If you have been following (paying attention to) American sports at all in the past two months, you have probably heard of a 23-year-old basketball player for the New York Nicks named Jeremy Lin. Lin has become what we might call a household name (someone that everyone knows about) practically (almost) overnight (in a single day; very quickly). Who is Jeremy Lin, and why has he become so famous?
Lin was born in Los Angeles to Taiwanese immigrant parents, but was raised (grew up) in Palo Alto, California, near San Francisco. He was a star basketball player in high school, and led (was the leader of) his team to the California state championship. But while he was an excellent student and a very good player, he was not considered by most college basketball scouts (people who look for and evaluate athletes) to be a great player. He was recruited by (asked to come to) Harvard, which is not exactly (not at all) known for great athletes. Even at Harvard, he was not very successful as a basketball player. But he got good grades, and became the leader of a Christian group on campus (at the college). He kept (continued) working, kept learning, kept improving.
After graduating from college in 2010, he was (again) not very successful in his attempt to be a basketball player. He failed several times over the next two years with different NBA (National Basketball Association) teams, each time being told he just wasn’t good enough. It looked like he would not be able to make it (be successful) in basketball, despite all of his hard work. Finally, he was given a chance to play in the starting lineup (the players who begin the game, usually the team’s best players) for the New York Knicks team in early last month.

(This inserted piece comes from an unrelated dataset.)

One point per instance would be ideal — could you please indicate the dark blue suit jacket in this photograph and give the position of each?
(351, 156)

Then it happened: Lin became a star.
Lin scored more than 20 points and had more than seven assists (when a player helps another player score a point) in this first five games, the first player in the history of the NBA to do that. He scored more than 130 points in his first five games, more than any player in the past 35 years. Suddenly, he was being talked about by every basketball fan in the country. Sports Illustrated, America’s most popular sports magazine, put him on their cover (front page) two weeks in a row (consecutively; one after the other). Every newspaper, news magazine, and television station has had stories about his amazing success. And Lin continues to win.
Part of the reason for Lin’s popularity is his underdog story. An underdog is someone who is not expected to win, who doesn’t appear likely to win. There have been very few Asian American professional athletes in the U.S. Plus (in addition), Lin had failed so often in the past, no one thought he would succeed. But through hard work and, he says, his prayers, he did succeed.
In some ways, Lin has shattered (broken) the false stereotype (popular or typical beliefs about a group of people) that one’s race or ethnicity is important in athletic success. And he has shown that hard work and persistence (not quitting) can pay off (bring you success).
His name also contributed somewhat to his success, in an odd (strange) way. Because there are so many words in English that begin with an “in” sound, and Jeremy’s last name is “Lin,” American reporters have put his name in front of these words to form puns, which are words that have two different meanings, or that sound like other words, and are used to make a joke. For example, his success has been called “Lin-sanity” (from insanity, meaning craziness). He is a “Lin-credible” (incredible = amazing) player. His success was not “Lin-stant” (instant = immediate; right away). And so on.
What does the future hold for (what will happen to) Jeremy Lin? It’s impossible to say. In interviews, he says he would like to devote his life (spend his time) after his basketball career to being a pastor (a Christian religious leader) and helping those in need (who need help). But for now, he will shoot hoops (play basketball), win games, and continue to be “Lin-sanely” (insanely = amazingly) popular.